The tensorflow-io Python package can be installed with pip directly using:

$ pip install tensorflow-io

People who are a little more adventurous can also try our nightly binaries:

$ pip install tensorflow-io-nightly

Docker Images

In addition to the pip packages, the docker images can be used to quickly get started.

For stable builds:

$ docker pull tfsigio/tfio:latest
$ docker run -it --rm --name tfio-latest tfsigio/tfio:latest

For nightly builds:

$ docker pull tfsigio/tfio:nightly
$ docker run -it --rm --name tfio-nightly tfsigio/tfio:nightly

R Package

Once the tensorflow-io Python package has been successfully installed, you can install the development version of the R package from GitHub via the following:

if (!require("remotes")) install.packages("remotes")
remotes::install_github("tensorflow/io", subdir = "R-package")

TensorFlow Version Compatibility

To ensure compatibility with TensorFlow, it is recommended to install a matching version of TensorFlow I/O according to the table below. You can find the list of releases here.

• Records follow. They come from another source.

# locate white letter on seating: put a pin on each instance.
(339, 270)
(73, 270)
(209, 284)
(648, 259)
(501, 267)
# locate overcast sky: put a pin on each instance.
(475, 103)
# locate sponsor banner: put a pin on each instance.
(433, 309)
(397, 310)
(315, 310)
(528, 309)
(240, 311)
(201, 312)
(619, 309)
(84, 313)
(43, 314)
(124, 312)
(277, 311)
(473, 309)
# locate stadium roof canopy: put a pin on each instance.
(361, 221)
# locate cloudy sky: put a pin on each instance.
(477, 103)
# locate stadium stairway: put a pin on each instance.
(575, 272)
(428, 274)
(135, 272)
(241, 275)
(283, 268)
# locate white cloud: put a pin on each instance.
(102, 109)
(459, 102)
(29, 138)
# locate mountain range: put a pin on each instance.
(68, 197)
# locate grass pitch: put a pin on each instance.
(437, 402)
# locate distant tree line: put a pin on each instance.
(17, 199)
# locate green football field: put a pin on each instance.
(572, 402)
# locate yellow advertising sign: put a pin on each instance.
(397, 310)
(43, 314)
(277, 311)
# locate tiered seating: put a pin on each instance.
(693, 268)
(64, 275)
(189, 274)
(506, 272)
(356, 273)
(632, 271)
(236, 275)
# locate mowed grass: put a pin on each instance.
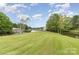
(38, 43)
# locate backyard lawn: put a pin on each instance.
(38, 43)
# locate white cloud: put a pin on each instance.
(37, 16)
(66, 5)
(2, 4)
(50, 10)
(51, 4)
(62, 8)
(11, 8)
(33, 4)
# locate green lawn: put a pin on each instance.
(38, 43)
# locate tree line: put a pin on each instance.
(62, 23)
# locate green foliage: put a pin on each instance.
(5, 24)
(75, 21)
(38, 43)
(52, 23)
(60, 23)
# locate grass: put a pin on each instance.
(41, 43)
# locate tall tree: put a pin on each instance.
(5, 24)
(75, 21)
(53, 22)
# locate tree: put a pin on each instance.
(23, 20)
(64, 23)
(75, 21)
(53, 22)
(58, 23)
(5, 24)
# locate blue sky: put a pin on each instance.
(38, 13)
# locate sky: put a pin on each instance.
(37, 13)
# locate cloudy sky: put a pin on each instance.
(38, 13)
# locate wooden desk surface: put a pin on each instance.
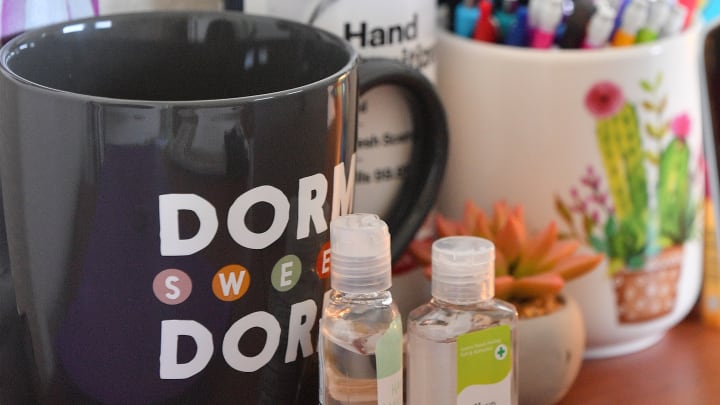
(683, 368)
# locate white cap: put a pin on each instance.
(600, 26)
(463, 269)
(675, 20)
(635, 16)
(360, 259)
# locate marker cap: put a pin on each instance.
(463, 269)
(360, 259)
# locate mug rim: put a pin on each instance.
(557, 55)
(9, 48)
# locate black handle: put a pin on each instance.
(418, 193)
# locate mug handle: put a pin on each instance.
(428, 158)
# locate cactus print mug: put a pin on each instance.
(608, 144)
(167, 181)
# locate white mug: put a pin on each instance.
(613, 135)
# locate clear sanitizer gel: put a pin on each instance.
(360, 331)
(461, 345)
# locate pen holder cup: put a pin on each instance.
(608, 144)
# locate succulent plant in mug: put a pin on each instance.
(530, 270)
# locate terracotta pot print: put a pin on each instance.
(649, 293)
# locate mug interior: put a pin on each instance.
(175, 56)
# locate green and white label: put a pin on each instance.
(388, 360)
(484, 367)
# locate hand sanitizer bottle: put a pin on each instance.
(461, 345)
(360, 331)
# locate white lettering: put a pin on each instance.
(169, 206)
(285, 272)
(312, 191)
(343, 189)
(234, 282)
(302, 319)
(169, 333)
(232, 353)
(236, 217)
(170, 285)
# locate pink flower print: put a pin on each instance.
(604, 99)
(681, 126)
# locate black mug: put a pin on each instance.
(168, 180)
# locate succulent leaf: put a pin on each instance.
(510, 239)
(574, 266)
(537, 285)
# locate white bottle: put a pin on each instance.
(461, 345)
(361, 331)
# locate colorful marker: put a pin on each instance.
(548, 18)
(674, 23)
(519, 34)
(691, 6)
(533, 12)
(631, 21)
(576, 24)
(486, 28)
(505, 17)
(466, 16)
(657, 18)
(600, 26)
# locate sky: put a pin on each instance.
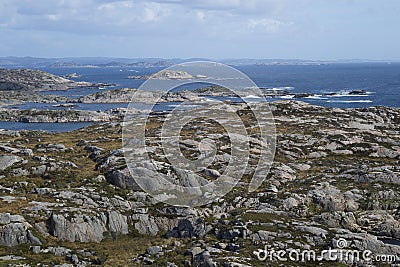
(214, 29)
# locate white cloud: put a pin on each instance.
(267, 25)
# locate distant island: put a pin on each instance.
(111, 62)
(169, 75)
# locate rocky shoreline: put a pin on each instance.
(68, 198)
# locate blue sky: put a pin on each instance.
(216, 29)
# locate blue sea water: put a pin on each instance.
(381, 81)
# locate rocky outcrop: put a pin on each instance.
(87, 228)
(8, 160)
(14, 230)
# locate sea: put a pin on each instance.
(330, 85)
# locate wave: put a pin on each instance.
(347, 94)
(319, 97)
(349, 101)
(287, 97)
(253, 97)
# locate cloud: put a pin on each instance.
(267, 25)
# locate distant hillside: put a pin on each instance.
(34, 80)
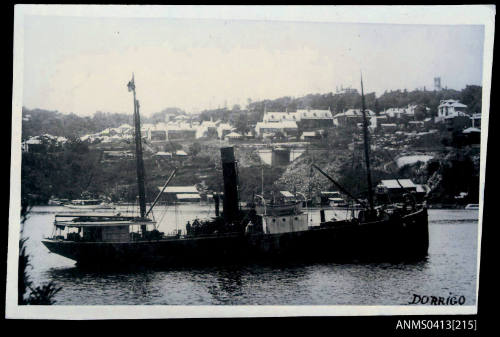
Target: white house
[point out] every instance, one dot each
(450, 108)
(275, 117)
(285, 127)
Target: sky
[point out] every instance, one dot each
(82, 64)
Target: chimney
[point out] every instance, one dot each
(229, 172)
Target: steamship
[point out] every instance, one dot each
(239, 235)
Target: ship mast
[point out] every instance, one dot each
(138, 151)
(367, 147)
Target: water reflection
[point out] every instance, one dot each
(450, 267)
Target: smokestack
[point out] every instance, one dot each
(230, 202)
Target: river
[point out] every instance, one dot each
(449, 269)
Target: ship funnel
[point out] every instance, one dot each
(230, 175)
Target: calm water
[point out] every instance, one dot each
(450, 268)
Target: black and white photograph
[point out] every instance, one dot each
(247, 161)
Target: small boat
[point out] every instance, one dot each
(279, 209)
(89, 204)
(472, 206)
(57, 202)
(338, 202)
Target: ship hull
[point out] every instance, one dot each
(381, 240)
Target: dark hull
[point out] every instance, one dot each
(382, 240)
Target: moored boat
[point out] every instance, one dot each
(275, 232)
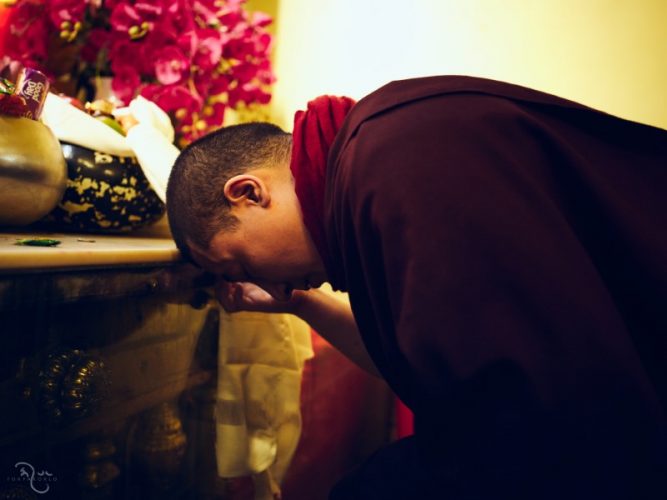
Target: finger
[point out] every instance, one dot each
(225, 295)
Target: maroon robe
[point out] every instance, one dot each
(505, 253)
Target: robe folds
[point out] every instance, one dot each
(505, 254)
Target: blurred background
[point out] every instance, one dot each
(608, 54)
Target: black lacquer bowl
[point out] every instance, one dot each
(105, 193)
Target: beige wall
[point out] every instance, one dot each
(609, 54)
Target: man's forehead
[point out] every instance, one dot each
(208, 259)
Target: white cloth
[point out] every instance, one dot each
(150, 141)
(258, 416)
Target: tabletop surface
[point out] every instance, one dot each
(84, 250)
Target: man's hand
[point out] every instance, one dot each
(330, 317)
(242, 296)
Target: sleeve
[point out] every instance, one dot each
(466, 238)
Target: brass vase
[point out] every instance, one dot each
(33, 173)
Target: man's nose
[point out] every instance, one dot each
(280, 292)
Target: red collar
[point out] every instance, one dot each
(314, 132)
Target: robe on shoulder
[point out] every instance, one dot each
(505, 253)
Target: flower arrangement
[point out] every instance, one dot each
(193, 58)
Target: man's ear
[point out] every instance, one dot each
(245, 189)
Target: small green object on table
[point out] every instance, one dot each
(37, 242)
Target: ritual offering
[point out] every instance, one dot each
(105, 193)
(32, 85)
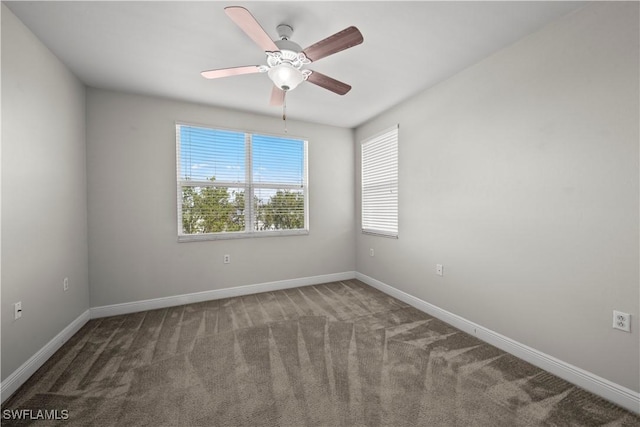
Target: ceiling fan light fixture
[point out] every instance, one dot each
(285, 76)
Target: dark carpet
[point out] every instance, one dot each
(338, 354)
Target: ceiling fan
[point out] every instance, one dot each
(286, 59)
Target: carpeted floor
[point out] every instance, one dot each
(335, 354)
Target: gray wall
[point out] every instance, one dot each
(133, 249)
(44, 202)
(520, 176)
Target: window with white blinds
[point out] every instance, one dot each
(380, 184)
(238, 184)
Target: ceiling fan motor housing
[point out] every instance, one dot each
(285, 65)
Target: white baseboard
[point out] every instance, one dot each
(152, 304)
(613, 392)
(28, 368)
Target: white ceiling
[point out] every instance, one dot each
(159, 48)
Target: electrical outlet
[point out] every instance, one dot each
(17, 310)
(621, 321)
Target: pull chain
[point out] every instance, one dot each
(284, 111)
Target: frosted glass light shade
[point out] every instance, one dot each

TensorFlow I/O Version TensorFlow Compatibility Release Date
0.17.0 2.4.x Dec 14, 2020
0.16.0 2.3.x Oct 23, 2020
0.15.0 2.3.x Aug 03, 2020
0.14.0 2.2.x Jul 08, 2020
0.13.0 2.2.x May 10, 2020
0.12.0 2.1.x Feb 28, 2020
0.11.0 2.1.x Jan 10, 2020
0.10.0 2.0.x Dec 05, 2019
0.9.1 2.0.x Nov 15, 2019
0.9.0 2.0.x Oct 18, 2019
0.8.1 1.15.x Nov 15, 2019
0.8.0 1.15.x Oct 17, 2019
0.7.2 1.14.x Nov 15, 2019
0.7.1 1.14.x Oct 18, 2019
0.7.0 1.14.x Jul 14, 2019
0.6.0 1.13.x May 29, 2019
0.5.0 1.13.x Apr 12, 2019
0.4.0 1.13.x Mar 01, 2019
0.3.0 1.12.0 Feb 15, 2019
0.2.0 1.12.0 Jan 29, 2019
0.1.0 1.12.0 Dec 16, 2018

Performance Benchmarking

We use github-pages to document the results of API performance benchmarks. The benchmark job is triggered on every commit to master branch and facilitates tracking performance w.r.t commits.

Contributing

Tensorflow I/O is a community led open source project. As such, the project depends on public contributions, bug-fixes, and documentation. Please see:

Build Status and CI

Build Status
Linux CPU Python 2 Status
Linux CPU Python 3 Status
Linux GPU Python 2 Status
Linux GPU Python 3 Status

Because of manylinux2010 requirement, TensorFlow I/O is built with Ubuntu:16.04 + Developer Toolset 7 (GCC 7.3) on Linux. Configuration with Ubuntu 16.04 with Developer Toolset 7 is not exactly straightforward. If the system have docker installed, then the following command will automatically build manylinux2010 compatible whl package:

#!/usr/bin/env bash

ls dist/*
for f in dist/*.whl; do
  docker run -i --rm -v $PWD:/v -w /v --net=host quay.io/pypa/manylinux2010_x86_64 bash -x -e /v/tools/build/auditwheel repair --plat manylinux2010_x86_64 $f
done
sudo chown -R $(id -nu):$(id -ng) .
ls wheelhouse/*

It takes some time to build, but once complete, there will be python 3.5, 3.6, 3.7 compatible whl packages available in wheelhouse directory.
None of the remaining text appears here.